Was there a moment in your life when you knew—once and for all, without a doubt, case closed—what you wanted to do for a living?

It happened to Jimmy Dunn. He’d worked at the Boston Garden as a teenager, installed bindings at a ski shop, dropped out of a couple of colleges (one in Hawaii, where he sharpened his surfing skills), then gone to work in a bank. In his early twenties, just for the heck of it, he decided to try his hand hosting at a comedy night in town. That led to a few more standup gigs, one of which delivered that life-changing moment.

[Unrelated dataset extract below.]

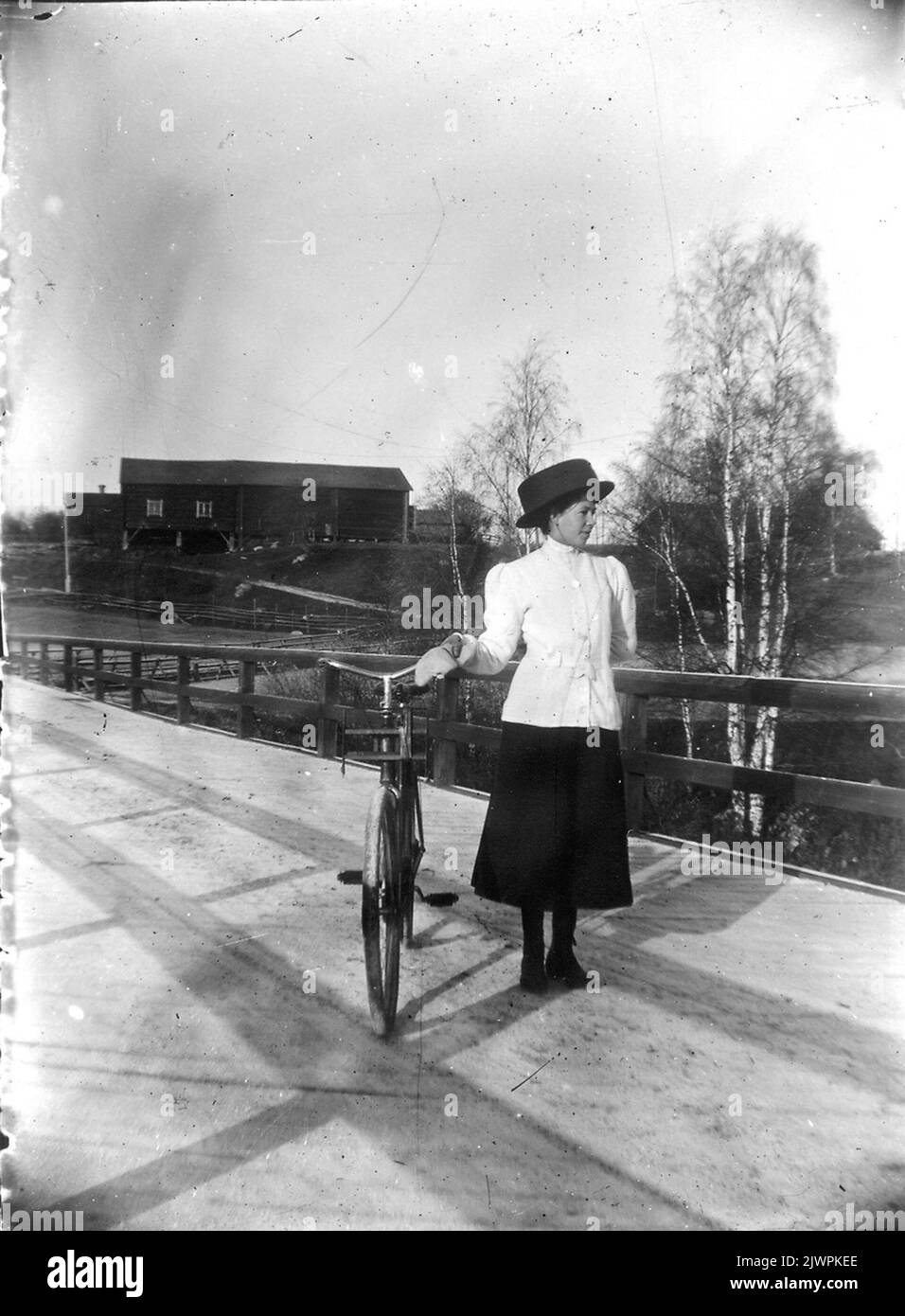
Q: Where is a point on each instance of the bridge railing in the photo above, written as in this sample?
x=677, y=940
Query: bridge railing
x=98, y=667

“I remember it vividly,” Dunn says. “There was a [comic] in the back. He was complaining that he hadn’t had a night off in ten nights.”

Dunn listened to the grumbling carefully, in part because he possessed what might be called insider information. “I knew how much he was making because I was doing deposits at the bank. And quickly I calculated—in ten nights, this guy’s making more money than my old man makes in a month. And that’s when I went, this is a job, this is a profession. And that was the moment when I went, I’m going to do this.”

He did. Dunn drove all over New England, putting 80,000 miles on his car in a year, going to any venue that would allow him to perform and sharpen his standup, sometimes for $50, more often for $25, occasionally for nothing. Twenty years later, he’s one of the top comedians in New England, a performer who has worked in China, the Caribbean, Alaska, not to mention all over the rest of the United States.

Any regrets about that decision to ditch banking for standup? The answer comes with no hesitation. “Oh, it’s great,” he says of his job. “It’s the best.”